2

I am trying to perform a global substitution in perl on a string on a basis of a certain pattern NOT matching before or after a certain match. Basically, I have an xml tag and want to keep it if a match occurs within ten characters before or after the tag, but remove the xml tag if not.

so, if I have a string which contains:

foo something<xml tag>bar<\xml tag> something

No substitution will occur, but if a string is

something <xml tag>bar<\xml tag> something

it would be replaced with:

something bar something

What I tried is:

$string =~ s/(?<!foo.{0,10})<xml tag>(bar)<\/xml tag> |<xml tag>(bar)<\/xml tag>(?!.{0,10}foo)/$1/g;

But I got this error:

Variable length lookbehind not implemented in regex

I'm not really sure how to do this.

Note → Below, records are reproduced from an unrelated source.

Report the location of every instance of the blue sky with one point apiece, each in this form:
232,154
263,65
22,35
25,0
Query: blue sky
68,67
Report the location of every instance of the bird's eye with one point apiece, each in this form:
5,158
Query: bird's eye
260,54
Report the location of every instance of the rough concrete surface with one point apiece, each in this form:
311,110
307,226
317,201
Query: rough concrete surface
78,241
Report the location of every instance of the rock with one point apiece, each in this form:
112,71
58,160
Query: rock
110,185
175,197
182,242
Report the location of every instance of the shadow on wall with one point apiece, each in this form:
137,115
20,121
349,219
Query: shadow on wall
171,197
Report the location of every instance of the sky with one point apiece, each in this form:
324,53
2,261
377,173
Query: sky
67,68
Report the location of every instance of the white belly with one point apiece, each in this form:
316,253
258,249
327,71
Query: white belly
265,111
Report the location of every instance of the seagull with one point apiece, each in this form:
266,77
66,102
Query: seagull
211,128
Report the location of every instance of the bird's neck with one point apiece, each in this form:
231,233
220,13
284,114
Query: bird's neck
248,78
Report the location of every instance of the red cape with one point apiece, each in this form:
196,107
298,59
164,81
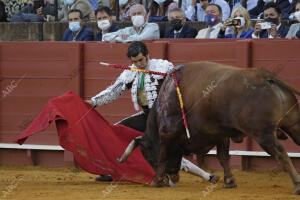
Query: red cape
94,143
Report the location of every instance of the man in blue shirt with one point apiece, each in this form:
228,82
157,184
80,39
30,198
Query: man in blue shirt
104,22
179,29
76,31
272,14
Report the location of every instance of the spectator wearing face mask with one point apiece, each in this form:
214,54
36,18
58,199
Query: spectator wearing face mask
83,5
94,4
179,28
272,14
239,23
248,4
225,8
294,31
3,15
196,11
285,6
213,19
159,9
125,6
76,31
140,30
104,22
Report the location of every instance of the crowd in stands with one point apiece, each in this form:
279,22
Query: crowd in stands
224,18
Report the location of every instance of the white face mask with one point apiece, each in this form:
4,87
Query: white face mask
268,1
123,2
138,20
242,22
68,2
297,16
104,24
159,1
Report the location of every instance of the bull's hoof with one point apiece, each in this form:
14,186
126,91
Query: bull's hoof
281,136
174,177
213,178
297,190
229,183
160,182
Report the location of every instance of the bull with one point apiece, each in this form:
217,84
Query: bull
221,102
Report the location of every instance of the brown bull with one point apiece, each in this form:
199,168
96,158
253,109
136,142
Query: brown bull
221,102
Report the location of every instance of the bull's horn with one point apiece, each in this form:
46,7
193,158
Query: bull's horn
132,145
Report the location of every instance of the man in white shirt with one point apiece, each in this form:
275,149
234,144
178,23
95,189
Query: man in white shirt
272,14
201,7
144,90
140,30
189,9
225,8
213,20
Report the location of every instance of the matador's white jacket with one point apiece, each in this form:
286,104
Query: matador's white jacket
129,77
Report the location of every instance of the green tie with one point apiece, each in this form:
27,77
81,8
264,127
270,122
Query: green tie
141,86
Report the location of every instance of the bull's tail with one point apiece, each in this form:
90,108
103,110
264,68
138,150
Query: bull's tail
272,77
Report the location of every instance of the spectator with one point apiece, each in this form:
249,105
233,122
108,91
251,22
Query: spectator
104,21
125,6
195,9
94,4
272,14
285,7
241,29
248,4
3,15
198,7
13,6
292,16
213,19
35,11
295,28
76,31
179,28
83,5
159,9
140,30
225,8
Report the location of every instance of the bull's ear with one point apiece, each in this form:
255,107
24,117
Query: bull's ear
143,142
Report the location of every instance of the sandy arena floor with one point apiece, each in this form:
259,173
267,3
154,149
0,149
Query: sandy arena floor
70,183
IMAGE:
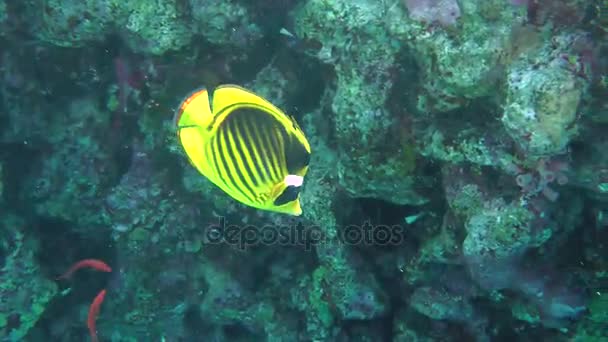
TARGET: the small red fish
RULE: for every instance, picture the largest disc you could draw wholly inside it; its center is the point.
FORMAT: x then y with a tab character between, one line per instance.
93	312
92	263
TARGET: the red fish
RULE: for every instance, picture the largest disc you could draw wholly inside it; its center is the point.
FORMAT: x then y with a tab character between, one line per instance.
92	263
93	312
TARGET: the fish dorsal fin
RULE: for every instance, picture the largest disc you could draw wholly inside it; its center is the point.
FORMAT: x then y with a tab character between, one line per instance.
230	96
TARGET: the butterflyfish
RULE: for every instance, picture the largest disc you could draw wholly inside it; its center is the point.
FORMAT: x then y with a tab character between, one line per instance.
246	146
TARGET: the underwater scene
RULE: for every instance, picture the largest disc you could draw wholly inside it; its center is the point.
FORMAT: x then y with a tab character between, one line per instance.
303	170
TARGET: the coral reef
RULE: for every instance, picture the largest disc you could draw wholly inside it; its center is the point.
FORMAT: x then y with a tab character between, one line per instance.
457	187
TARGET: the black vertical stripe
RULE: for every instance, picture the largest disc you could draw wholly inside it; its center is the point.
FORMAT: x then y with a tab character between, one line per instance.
224	145
269	133
277	151
261	147
238	135
215	151
232	158
252	147
262	131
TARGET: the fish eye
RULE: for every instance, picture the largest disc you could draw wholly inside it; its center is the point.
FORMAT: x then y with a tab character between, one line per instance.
290	194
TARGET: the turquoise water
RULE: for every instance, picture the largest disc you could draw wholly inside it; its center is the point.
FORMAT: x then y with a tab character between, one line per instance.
452	156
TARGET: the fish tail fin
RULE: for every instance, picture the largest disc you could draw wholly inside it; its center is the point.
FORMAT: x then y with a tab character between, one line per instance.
194	111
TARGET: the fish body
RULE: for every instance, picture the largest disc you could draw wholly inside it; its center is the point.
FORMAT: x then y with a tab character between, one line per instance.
246	146
93	312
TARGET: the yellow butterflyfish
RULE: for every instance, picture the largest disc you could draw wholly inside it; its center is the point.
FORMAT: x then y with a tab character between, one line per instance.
246	146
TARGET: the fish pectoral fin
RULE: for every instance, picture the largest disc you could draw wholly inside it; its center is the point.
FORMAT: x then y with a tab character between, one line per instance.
193	143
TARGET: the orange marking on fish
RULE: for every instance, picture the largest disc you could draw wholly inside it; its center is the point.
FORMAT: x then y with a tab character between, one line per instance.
93	312
91	263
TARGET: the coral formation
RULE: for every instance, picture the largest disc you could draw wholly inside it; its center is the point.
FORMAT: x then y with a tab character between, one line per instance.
457	187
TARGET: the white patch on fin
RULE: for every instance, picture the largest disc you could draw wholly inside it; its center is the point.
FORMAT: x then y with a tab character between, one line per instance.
294	180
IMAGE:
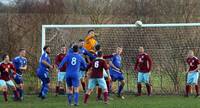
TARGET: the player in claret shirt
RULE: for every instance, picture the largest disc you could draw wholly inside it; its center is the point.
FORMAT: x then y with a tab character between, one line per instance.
20	63
43	72
61	72
142	68
192	73
8	71
115	71
96	77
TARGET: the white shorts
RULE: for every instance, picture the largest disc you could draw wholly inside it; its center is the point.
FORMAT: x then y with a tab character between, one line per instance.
61	76
10	83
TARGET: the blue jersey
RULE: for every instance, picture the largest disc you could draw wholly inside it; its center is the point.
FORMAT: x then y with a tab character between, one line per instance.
116	60
74	62
19	62
42	67
83	51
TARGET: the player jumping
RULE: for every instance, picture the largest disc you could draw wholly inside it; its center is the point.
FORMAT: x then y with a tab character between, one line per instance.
8	71
74	62
115	71
20	63
192	73
142	68
43	71
96	77
61	72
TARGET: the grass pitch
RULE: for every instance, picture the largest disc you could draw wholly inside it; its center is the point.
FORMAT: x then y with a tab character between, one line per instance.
130	102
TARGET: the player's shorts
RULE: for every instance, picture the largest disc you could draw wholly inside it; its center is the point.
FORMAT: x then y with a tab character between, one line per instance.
2	83
105	75
18	79
97	81
72	80
192	77
116	75
61	76
44	77
143	77
10	83
81	74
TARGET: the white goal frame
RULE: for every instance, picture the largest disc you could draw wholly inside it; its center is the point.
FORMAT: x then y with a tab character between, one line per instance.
44	27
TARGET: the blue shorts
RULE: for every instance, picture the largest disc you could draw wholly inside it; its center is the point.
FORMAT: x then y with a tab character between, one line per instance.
143	77
18	79
116	75
81	74
2	83
72	80
105	75
94	81
10	83
44	77
192	77
61	76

Help?

aa762
  • 29
  • 2
  • 3
    Look behinds in regex have to be fixed length: http://stackoverflow.com/questions/3796436/whats-the-technical-reason-for-lookbehind-assertion-must-be-fixed-length-in-r – Martyn Oct 30 '13 at 10:36

2 Answers2

0

From perlretut:

Lookahead "(?=regexp)" can match arbitrary regexps, but lookbehind "(?<=fixed-regexp)" only works for regexps of fixed width, i.e., a fixed number of characters long. Thus "(?<=(ab|bc))" is fine, but "(?<=(ab)*)" is not.

So if the word(s) have fixed length before <xml tag>bar<\xml tag> you should use it otherwise you may use more than one regexps for example.

edem
  • 3,222
  • 3
  • 19
  • 45
0

One way using the e flag:

while (<DATA>) {
    s/((.{0,13})<xml\ tag>([^<]*)<\/xml\ tag>)(?!.{0,10}foo)/
    index($2,'foo') > -1 ? "$1" : "$2$3"/xe;
    print $_; 
}

__DATA__
foo something<xml tag>bar</xml tag> something
something <xml tag>bar</xml tag> something

Produces:

foo something<xml tag>bar</xml tag> something
something bar something
perreal
  • 94,503
  • 21
  • 155
  • 181